Continuing the brainstorming, Ivika Maidre says that the history of 1944 is not only the story of soldiers, but also of local women and children who had to flee from the war.
„The population of our parishes left in January, February, and especially after the March bombing of Narva. People were afraid for themselves and for their family, – Ivika continues, adding that the mood was not hopeless after all. – Many of those who left at the beginning of 1944 considered their departure temporary.“
As it turned out, the population of the North-East of Estonia did not come back.
„In connection with the construction of a uranium enrichment plant, local residents were deprived of the right to get a residence permit. How do you allow people who were against you in the war to access a secret facility? New people arrived, for whom there were no signs of a country. Everything was in ruins after bombings, there was no local population: Soviet geologists and builders came and rebuilt everything. It was a wonderful life, because is seemed that nothing used to be here before. No matter that there had been life before the big Exodus happened, but there were no people who could tell about it.“
And what about Süvalepa Meta, who lived in Meriküla and who is embodied by Ivika Maidre in the role play? The young woman did not escape her death regardless of the fact that she was a June communist.
„It is wrong to think that everyone was against the Soviet power. In fact, there were Estonians too who thought that the happiness of the working people was coming now. Meta did not run away, because the Red Army was her army. She was waiting for it. When the Red Army assault landed here on February 14, only the old men and Meeta with the baby in her arms remained in Meriküla. But ’a la guerre comme a la guerre’. The soldiers were told in advance: the Estonians were cooperating with the Germans, they deserved no mercy! No one asked Meeta what she believed. She was killed along with the baby.”
According to Ivika, terrible images of the murder of an innocent child and mother appeared in the newspapers, and today it is known that the same fate was shared by the olds.

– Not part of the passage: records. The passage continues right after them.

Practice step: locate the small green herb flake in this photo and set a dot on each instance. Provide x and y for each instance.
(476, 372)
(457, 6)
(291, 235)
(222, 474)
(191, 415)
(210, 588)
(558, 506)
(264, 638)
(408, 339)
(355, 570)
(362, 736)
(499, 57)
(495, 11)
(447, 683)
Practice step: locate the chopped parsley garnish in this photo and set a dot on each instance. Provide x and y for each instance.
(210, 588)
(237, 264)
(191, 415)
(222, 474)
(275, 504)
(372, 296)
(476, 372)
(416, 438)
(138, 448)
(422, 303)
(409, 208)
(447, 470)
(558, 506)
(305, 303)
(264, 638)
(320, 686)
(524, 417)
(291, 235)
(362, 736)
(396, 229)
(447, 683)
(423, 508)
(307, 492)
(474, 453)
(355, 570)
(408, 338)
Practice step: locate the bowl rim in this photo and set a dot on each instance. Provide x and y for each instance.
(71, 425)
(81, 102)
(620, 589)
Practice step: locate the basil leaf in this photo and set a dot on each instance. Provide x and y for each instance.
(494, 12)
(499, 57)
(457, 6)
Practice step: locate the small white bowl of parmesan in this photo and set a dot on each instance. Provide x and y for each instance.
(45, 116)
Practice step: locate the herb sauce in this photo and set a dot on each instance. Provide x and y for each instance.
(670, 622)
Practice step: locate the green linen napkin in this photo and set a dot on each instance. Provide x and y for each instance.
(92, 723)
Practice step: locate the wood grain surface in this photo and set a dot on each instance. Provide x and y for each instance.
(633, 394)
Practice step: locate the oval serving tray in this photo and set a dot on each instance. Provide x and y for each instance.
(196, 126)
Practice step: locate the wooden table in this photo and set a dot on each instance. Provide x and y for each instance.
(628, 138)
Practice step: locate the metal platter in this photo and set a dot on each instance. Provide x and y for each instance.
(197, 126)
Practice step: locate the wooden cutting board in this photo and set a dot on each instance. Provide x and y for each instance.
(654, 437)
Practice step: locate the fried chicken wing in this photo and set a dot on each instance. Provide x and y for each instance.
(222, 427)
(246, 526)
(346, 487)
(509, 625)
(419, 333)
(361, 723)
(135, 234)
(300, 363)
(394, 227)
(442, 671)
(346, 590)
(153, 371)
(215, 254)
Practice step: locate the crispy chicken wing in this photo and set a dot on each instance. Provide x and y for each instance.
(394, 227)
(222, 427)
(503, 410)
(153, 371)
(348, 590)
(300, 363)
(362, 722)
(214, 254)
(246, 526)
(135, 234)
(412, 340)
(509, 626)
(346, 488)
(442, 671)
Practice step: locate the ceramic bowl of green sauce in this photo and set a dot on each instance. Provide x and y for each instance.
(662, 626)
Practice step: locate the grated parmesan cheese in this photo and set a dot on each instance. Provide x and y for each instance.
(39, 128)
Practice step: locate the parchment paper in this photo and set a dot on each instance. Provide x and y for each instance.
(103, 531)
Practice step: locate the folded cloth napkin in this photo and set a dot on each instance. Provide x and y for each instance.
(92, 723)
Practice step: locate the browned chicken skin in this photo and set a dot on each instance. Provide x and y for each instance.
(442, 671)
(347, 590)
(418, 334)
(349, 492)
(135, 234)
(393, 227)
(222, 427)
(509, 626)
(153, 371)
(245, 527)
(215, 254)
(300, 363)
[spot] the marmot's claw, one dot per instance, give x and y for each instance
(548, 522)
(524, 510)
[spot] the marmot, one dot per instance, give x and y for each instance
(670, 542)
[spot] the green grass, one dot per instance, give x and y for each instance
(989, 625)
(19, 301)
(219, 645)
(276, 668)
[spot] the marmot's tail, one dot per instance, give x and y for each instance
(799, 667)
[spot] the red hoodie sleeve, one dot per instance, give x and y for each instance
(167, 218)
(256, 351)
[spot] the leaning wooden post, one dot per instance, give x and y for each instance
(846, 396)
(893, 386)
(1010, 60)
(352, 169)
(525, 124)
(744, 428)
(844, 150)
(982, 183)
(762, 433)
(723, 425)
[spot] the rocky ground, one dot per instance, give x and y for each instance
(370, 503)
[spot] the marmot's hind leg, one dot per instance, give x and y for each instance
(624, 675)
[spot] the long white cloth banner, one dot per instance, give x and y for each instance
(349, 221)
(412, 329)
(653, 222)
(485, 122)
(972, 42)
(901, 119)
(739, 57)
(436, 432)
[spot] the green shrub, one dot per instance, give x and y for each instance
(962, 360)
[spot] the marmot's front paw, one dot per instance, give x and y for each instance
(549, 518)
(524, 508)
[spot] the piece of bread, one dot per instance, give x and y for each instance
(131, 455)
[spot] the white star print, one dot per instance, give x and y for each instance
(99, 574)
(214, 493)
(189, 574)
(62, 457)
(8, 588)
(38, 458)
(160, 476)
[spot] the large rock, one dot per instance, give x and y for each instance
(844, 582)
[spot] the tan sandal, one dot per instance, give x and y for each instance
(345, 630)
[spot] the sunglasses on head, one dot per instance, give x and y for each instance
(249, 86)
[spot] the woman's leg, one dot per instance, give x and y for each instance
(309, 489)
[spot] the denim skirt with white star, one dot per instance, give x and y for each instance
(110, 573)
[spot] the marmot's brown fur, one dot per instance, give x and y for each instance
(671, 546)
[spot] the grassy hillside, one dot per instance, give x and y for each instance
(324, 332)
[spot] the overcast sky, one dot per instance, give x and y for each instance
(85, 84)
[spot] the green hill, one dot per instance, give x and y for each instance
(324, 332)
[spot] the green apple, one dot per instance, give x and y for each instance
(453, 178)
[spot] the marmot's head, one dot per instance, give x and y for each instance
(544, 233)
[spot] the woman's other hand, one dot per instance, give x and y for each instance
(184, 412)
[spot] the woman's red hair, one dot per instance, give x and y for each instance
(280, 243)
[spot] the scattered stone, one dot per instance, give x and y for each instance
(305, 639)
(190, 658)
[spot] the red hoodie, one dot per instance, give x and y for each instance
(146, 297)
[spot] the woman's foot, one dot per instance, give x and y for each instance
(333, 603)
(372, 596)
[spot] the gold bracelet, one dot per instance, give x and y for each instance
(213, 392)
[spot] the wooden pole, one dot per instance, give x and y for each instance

„The fate of the assault troops was also mournful. From 400 people who landed, only 4-7 crossed the railway and road. The rest were killed or arrested. This operation was far from success and there is nothing to talk about. In memory of Meeta and those who shared her fate, there is a stone with an inscription saying that they died at the hands of the fascist conquerors. Think of grimaces of history! Why can’t we set up a detailed explanatory text? Because in Meriküla, it probably won’t last three days.“
But what we can and should do is tell untold stories, which is exactly what Sinimägi Museum in Vaivara does. It returns human faces to history. After all, history appears not only in numbers, it is the history of human destinies.